But this manga is about math and full of equations, why not ask the parser to output them in **LaTeX**?

![image.png](attachment:cfb593a8-83b3-4c45-9262-0aa99d8cf4e8.png)

In [None]:
parsingInstructionMangaLatex = (
    "The provided document is a manga comic book, most page do NOT have title. "
    "It does not contain table.
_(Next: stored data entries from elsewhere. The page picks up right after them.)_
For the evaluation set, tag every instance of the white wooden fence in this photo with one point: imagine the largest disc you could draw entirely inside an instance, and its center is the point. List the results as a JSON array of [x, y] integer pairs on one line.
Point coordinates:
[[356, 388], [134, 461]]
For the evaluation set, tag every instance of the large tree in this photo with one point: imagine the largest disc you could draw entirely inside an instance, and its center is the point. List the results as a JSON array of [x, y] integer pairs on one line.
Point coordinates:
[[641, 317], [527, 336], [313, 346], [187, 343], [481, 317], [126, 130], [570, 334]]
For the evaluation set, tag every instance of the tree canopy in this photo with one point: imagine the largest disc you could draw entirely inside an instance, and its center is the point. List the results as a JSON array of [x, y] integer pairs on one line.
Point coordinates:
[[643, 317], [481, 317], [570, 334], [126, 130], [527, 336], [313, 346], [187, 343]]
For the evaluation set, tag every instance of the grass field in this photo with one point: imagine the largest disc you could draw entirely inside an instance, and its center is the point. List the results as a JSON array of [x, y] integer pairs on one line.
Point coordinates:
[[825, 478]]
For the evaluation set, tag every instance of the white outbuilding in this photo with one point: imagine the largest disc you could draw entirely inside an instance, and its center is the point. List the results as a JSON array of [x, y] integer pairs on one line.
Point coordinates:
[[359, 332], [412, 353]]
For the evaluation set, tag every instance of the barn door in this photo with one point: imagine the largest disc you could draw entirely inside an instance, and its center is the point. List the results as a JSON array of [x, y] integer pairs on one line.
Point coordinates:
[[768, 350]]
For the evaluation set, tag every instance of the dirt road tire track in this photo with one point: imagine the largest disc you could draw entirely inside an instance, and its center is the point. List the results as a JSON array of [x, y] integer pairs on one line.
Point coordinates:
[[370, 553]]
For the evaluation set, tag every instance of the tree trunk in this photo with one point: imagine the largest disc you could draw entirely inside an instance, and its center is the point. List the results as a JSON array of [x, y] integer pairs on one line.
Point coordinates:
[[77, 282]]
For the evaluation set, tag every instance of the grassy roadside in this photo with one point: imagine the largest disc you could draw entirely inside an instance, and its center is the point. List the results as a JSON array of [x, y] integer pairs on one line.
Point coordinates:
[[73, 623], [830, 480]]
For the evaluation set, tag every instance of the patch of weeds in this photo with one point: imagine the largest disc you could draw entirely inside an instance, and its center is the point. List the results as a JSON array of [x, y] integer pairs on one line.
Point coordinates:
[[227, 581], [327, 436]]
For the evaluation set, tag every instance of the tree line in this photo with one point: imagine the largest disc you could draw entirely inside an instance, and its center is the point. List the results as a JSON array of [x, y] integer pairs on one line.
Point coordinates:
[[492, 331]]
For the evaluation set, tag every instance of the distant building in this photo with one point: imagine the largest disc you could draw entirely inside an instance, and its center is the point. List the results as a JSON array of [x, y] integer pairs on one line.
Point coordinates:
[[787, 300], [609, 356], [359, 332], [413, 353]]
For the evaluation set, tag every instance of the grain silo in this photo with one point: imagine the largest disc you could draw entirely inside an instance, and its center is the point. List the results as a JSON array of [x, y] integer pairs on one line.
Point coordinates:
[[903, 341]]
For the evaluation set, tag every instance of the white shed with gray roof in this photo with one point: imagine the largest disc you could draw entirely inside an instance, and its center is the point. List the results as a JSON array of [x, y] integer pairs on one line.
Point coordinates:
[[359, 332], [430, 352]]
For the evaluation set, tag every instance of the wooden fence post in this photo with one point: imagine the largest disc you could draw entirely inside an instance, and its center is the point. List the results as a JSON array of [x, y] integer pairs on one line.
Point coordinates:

Do not output table. "
    "Try to reconstruct the dialog happening in a cohesive way."
    "Output any math equation in LATEX markdown that are enclosed between $$. "
    "For example: f(x) = x should be turned into $$f(x) = x$$."
)

withLatex = LlamaParse(result_type="markdown", parsing_instruction=parsingInstructionMangaLatex).load_data("./manga/manga.pdf")

In [None]:
with open("./mds/latex-instruction-parsed.md", "w") as f:
    f.write(withInstructionParsing[0].text)

In [None]:
target_page=2
print("\n\n[Without instruction]------------------------------------------------------------\n\n")
print(vanilaParsing[0].text.split('\n---\n')[target_page])
print("\n\n[With instruction to output math in LATEX!]------------------------------------------------------------\n\n")
print(withLatex[0].text.split('\n---\n')[target_page])


And here is the result as rendered by https://upmath.me/ .

![image.png](attachment:8c2bb4e9-bc37-461b-bf10-e6a22b88a0af.png)

Over this short notebook we saw how to use parsing instructions to increase the quality and accuracy of parsing with LLamaParse!